Первые годы способствовал этому дневник. Он стал верным другом и товарищем Ивана Андреевича настолько, что если бы не он, Бубецкой даже не смог бы припомнить, что случилось с ним в тот или иной день, в тот или иной год. Не так страшно и печально было для него собственно то, что случилось с ним, как огорчало и убивало его известие о самоубийстве Лизы. Он отказывался, он не мог верить в то, что его идеалы, его святые цели, которые он преследовал и в которых видел некогда народное счастье, оного населению страны не принесли, а принесли только гибель и страдание пока что ни в чем не повинным людям. Видел он в этом, если вдуматься, не провидение, а происки государевых чиновников и самого бесчувственного Миротворца. Надежда на правильность этих идеалов теплилась в его душе, не отпускала того благородного порыва, что верховодил внутри него с юности и по сей день, но тот ужас, который закладывает в сердце каждого очевидца смерть молодого человека сильно поразил и ранил его. Настолько сильно, что под впечатлением от этой новости несколько лет провел Иван Андреевич в полной, казалось бы, прострации. Нет, конечно, все человеческие процессы были в то время так же свойственны ему как и раньше, как и потом, но он не помнил их. Не помнил себя в те годы. И оттого дневник и стал его верным спутником на многие годы, что благодаря ему одному Бубецкой мог сейчас воскресить какие-то мысли и воспоминания, события и лица, пронесшиеся мимо него в те злосчастные десять лет заключения.
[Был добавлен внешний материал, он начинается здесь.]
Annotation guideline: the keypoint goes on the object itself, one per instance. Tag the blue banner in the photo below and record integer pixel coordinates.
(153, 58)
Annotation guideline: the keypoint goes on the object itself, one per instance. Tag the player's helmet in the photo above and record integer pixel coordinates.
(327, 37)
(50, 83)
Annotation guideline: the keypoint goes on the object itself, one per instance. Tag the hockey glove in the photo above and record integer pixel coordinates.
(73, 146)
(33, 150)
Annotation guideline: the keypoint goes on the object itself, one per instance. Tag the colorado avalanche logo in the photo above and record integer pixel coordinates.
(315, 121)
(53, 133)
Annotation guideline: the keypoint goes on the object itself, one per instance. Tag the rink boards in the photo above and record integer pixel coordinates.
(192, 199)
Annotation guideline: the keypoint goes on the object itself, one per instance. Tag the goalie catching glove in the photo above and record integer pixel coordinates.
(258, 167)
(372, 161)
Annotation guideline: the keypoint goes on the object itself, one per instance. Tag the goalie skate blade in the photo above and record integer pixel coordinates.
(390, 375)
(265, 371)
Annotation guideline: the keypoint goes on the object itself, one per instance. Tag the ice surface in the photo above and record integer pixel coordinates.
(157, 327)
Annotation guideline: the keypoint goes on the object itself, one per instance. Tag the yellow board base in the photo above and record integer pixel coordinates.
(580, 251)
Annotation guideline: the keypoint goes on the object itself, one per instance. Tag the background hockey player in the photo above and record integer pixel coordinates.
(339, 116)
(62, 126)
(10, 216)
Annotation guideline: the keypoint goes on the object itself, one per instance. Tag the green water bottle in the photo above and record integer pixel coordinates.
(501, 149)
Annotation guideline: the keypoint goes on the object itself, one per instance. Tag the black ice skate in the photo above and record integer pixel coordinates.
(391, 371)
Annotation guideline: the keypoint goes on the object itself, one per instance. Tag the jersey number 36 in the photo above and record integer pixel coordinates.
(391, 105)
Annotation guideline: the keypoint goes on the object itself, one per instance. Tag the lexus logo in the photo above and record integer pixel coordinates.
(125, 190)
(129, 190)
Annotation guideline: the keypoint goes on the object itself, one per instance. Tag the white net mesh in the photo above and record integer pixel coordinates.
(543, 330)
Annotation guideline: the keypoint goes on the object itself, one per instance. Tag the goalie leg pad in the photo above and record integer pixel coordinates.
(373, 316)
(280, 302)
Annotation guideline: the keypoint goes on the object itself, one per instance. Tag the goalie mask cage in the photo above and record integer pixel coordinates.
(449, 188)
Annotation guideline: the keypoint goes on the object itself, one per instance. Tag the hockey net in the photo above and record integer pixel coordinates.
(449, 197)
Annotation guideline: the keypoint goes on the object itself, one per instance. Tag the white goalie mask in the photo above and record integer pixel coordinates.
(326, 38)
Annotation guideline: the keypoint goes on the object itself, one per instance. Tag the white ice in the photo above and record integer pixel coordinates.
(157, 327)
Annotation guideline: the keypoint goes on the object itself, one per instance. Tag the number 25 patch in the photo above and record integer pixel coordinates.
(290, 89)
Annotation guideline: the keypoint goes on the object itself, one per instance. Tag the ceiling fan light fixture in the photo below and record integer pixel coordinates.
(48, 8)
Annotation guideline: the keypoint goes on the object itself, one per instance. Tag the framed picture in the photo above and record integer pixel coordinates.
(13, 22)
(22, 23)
Перелистывал он его ночами и по утрам – когда первые лучи начинали пробиваться в окно, когда очередные страницы были вписаны мелким, убористым почерком, и надлежало их выверить, перечитать, подправить – так, словно приличный писатель выверяет рукопись прежде, чем поручить ее в руки издателя. Вот тогда-то и наступало для Ивана Андреевича время воспоминаний. За мрачными страницами, посвященными первым годам пребывания в Петропавловской крепости, виделись ему отдаленно те счастливые мгновенья, что провел он со своей ласточкой в Петербурге 1887 года, лекции Кони, встречи в кружках, лица приятелей… Эти воспоминания остались для него единственной целью в жизни, единственным лучом света в темном царстве нынешнего его бренного существования. Когда же, как не ночью погружаться в них?!
Правда, случалось, отвлекало его гулкое караульное «Слу-у-шай!», раздававшееся несколько раз за ночь в коридоре сырого застенка, но за годы он настолько привык и к голосам, и к словам, что вскоре уже и засыпать не мог без этого обыденного шума.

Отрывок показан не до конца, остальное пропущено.